The framework should be usable by as many experiments as possible. Therefore, the framework must be experiment independent. There are some features like processing an event loop, which are the same for all kinds of these experiments. The implementation of these features can be completely experiment independent. But, a framework containing only this functionality, could only cover a small percentage of the requirements on a usual framework. However, the structure of a data analysis framework can be easily summarized. Out of such a summarization the code of a hole framework can be generated. The generated framework contains now all experiment specific features, like reading or storing data, accessing a data base, connecting to an online experiment and so on. The only part, that is still missing is the physics, thus, the calculations, which shall be performed on the data. This part can of course not be summarized.
##Implementation in ROME For the summarization of the structure of the data analysis framework, ROME uses an ASCII format XML. The XML file containing the summarization is called the framework definition file. It describes all the objects inside the desired framework. The structure of such a framework definition file is described in detail in the XML Definition File section of the users guide. A translation program called the ROMEBuilder translates this information into C++ classes. It also compiles and links this classes together, generates an executable and a documentation of the generated framework. Of course the generated program is a plain framework not doing any calculations. Therefore, the experimenter has to add then code to the pre-defined event functions. Only after this step and rerunning the ROMEBuilder a useful program will be generated. Please visit the 'Download and quick-start' page for a step by step instruction of building a framework with ROME.
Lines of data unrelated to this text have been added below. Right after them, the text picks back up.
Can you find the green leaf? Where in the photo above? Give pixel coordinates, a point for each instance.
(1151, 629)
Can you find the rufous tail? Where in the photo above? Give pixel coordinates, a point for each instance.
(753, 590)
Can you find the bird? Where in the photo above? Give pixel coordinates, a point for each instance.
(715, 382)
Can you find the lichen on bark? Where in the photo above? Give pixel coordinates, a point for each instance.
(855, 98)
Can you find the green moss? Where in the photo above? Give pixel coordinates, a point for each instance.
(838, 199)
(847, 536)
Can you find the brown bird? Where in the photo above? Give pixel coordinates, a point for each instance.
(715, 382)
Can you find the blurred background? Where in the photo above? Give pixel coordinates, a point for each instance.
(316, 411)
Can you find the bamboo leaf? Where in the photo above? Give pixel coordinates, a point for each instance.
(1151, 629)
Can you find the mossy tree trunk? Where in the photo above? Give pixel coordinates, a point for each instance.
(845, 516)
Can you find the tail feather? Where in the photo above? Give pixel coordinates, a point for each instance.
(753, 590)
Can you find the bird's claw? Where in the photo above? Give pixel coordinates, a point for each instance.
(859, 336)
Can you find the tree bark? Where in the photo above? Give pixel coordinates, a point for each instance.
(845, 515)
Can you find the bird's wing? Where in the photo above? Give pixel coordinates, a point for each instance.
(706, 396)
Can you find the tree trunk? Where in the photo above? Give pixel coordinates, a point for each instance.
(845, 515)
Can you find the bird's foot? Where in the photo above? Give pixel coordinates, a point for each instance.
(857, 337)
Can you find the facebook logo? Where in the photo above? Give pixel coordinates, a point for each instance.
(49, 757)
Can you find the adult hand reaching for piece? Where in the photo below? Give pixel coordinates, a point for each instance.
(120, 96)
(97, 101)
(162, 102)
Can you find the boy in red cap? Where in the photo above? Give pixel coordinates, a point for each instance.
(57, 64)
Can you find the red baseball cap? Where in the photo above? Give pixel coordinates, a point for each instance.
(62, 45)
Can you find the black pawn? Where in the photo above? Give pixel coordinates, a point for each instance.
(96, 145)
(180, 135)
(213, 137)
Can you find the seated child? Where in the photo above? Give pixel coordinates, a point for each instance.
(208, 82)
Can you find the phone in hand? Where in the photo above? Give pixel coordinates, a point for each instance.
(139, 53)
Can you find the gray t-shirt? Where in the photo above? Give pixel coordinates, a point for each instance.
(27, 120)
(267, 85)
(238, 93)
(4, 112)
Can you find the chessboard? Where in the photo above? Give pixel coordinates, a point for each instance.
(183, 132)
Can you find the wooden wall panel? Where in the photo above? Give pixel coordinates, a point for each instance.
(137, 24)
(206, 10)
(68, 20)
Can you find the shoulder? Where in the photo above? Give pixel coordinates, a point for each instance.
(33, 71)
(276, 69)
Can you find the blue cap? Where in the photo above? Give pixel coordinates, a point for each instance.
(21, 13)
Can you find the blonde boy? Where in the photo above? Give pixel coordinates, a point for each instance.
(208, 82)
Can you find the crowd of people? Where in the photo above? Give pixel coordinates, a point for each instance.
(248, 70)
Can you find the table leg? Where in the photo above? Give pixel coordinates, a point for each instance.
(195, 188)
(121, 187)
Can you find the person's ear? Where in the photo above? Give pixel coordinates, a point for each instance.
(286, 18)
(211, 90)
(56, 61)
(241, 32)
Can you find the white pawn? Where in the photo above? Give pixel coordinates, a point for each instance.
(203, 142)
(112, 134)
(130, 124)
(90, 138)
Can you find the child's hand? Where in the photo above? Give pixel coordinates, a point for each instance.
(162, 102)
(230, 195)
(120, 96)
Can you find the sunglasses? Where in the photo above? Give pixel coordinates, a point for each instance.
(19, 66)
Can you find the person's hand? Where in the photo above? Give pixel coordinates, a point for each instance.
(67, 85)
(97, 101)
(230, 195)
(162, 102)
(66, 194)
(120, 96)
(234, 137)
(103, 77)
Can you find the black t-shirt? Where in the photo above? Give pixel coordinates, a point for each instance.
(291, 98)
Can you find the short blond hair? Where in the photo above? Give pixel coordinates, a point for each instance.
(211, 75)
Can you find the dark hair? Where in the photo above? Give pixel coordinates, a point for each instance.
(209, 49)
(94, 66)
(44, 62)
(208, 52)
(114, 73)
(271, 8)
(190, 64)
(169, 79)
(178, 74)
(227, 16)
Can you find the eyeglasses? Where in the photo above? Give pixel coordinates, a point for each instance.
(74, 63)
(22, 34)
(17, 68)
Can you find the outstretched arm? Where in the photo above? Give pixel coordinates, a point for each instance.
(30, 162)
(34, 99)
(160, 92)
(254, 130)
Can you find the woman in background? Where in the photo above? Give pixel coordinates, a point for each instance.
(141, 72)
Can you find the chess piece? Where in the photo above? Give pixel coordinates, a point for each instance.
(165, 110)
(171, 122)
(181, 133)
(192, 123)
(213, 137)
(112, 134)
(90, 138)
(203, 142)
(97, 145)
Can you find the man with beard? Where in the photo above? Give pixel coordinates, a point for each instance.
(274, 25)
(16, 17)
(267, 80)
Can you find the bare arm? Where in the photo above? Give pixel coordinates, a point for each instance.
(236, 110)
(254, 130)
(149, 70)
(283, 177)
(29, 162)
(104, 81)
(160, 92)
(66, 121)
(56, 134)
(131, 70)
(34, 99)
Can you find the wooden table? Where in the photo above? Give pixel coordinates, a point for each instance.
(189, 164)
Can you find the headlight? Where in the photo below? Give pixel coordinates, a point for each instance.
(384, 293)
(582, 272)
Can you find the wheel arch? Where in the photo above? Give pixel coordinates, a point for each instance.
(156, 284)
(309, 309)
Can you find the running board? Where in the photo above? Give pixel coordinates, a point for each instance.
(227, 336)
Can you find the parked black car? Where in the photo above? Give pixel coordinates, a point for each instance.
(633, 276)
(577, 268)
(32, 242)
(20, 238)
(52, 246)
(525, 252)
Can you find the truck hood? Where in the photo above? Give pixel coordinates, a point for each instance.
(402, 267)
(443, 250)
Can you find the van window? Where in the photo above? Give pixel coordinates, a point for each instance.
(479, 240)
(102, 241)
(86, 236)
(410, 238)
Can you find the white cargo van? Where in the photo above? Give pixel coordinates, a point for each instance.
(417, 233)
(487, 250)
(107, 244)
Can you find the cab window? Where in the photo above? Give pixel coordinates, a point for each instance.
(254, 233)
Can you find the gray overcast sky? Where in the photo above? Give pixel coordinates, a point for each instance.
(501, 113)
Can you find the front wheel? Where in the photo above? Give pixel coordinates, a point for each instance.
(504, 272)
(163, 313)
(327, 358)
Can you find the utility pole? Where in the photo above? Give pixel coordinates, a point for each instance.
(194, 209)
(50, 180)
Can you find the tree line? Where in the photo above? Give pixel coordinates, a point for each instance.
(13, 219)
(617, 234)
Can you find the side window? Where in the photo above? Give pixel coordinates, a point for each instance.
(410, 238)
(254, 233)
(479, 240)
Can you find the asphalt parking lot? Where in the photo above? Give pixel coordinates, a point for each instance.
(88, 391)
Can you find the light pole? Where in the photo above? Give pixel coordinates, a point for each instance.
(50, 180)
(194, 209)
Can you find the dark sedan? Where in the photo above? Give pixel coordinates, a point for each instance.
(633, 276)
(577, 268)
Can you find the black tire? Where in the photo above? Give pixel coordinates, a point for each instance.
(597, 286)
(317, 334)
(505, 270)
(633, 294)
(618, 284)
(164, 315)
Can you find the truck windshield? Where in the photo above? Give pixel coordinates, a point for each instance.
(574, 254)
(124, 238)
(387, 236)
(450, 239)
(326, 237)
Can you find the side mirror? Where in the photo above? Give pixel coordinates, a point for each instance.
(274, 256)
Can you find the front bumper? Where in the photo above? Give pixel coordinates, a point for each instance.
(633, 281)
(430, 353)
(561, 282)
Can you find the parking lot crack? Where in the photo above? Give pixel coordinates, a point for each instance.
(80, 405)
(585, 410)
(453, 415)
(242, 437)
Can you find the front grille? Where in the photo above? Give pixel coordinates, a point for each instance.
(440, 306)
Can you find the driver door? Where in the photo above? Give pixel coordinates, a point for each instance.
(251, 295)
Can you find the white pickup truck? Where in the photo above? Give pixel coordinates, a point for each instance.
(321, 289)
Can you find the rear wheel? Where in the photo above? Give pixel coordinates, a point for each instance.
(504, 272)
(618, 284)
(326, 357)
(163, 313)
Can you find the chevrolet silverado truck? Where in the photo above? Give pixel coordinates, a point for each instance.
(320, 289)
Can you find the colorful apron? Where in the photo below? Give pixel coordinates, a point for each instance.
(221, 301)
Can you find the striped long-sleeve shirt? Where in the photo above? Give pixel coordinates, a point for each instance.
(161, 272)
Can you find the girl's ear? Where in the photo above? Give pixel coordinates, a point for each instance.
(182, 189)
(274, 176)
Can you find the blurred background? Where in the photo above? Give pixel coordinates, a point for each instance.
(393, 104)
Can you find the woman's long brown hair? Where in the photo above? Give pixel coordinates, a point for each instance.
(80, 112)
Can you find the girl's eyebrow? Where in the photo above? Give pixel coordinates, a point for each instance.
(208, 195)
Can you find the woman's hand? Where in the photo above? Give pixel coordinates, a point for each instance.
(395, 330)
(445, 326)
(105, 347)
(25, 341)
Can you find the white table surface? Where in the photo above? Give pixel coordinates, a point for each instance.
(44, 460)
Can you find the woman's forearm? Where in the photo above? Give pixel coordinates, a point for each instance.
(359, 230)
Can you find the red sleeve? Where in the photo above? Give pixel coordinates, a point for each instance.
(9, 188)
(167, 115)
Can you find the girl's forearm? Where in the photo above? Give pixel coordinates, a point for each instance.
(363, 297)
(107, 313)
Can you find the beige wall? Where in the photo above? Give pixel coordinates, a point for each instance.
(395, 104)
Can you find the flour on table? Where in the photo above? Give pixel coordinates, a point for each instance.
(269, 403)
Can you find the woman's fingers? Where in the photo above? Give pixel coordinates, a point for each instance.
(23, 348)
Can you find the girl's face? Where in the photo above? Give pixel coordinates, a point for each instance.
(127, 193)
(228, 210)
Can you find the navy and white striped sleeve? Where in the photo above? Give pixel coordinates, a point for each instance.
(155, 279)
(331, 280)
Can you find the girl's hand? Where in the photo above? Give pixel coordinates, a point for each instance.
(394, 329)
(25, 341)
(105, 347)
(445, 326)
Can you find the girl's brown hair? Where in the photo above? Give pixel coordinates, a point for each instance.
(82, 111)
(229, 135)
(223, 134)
The framework should consist of exchangeable modules containing one step of the analysis. A module should be independent of all other modules and have a well defined interface. The interface should be the only connection to other modules. This way modules with the same interface can always be exchanged. It should also be possible to structure the modules.
##Implementation in ROME The modules inside ROME are ROOT tasks. ROOT tasks fulfill all requests mentioned above. The interface of the tasks are ROME folders. ROME folders are ROOT storage objects. These are the object where memory data is stored in, and they are the only ones. Therefore, the interface of the tasks are the data storage objects of ROME. This allows a maximum of flexibility.
The framework should deal only with objects, not with single or array of values. Furthermore, the objects should, whenever possible, match real objects (like sub detector components). An object naturally connects values, which belong together.
##Implementation in ROME ROME knows the following objects : tasks, folders, histograms, trees, steering parameters and midas banks. For a description of these objects, please visit the Objects in ROME section of the users guide. The usage of these objects is, inside certain guidelines, up to the user. However, using this objects ensures a minimum of object orientation.
The experimenter should write as less code as possible. Moreover, user code should also be as simple as possible. As discussed above, the experimenter should only need to write the physical calculation code. This is simple code which only needs basic syntax of a programming language. Writing C++ classes is not a simple job, this should be handled by the framework.
##Implementation in ROME Everything mentioned under 'Universality' contributes to a user friendly environment, since a lot of code is generated by the ROMEBuilder. The fact that the experimenter only has to add code to pre-defined event methods, ensures that the user code is as simple as possible, concerning the programming language syntax.
ROME is written in C++ and it is completely object oriented. It runs under Linux and Mac. It uses the ROOT libraries to perform the data analysis, the MIDAS library to collect data online and the MySQL (or MariaDB) or Sqlite3 library for SQL database access.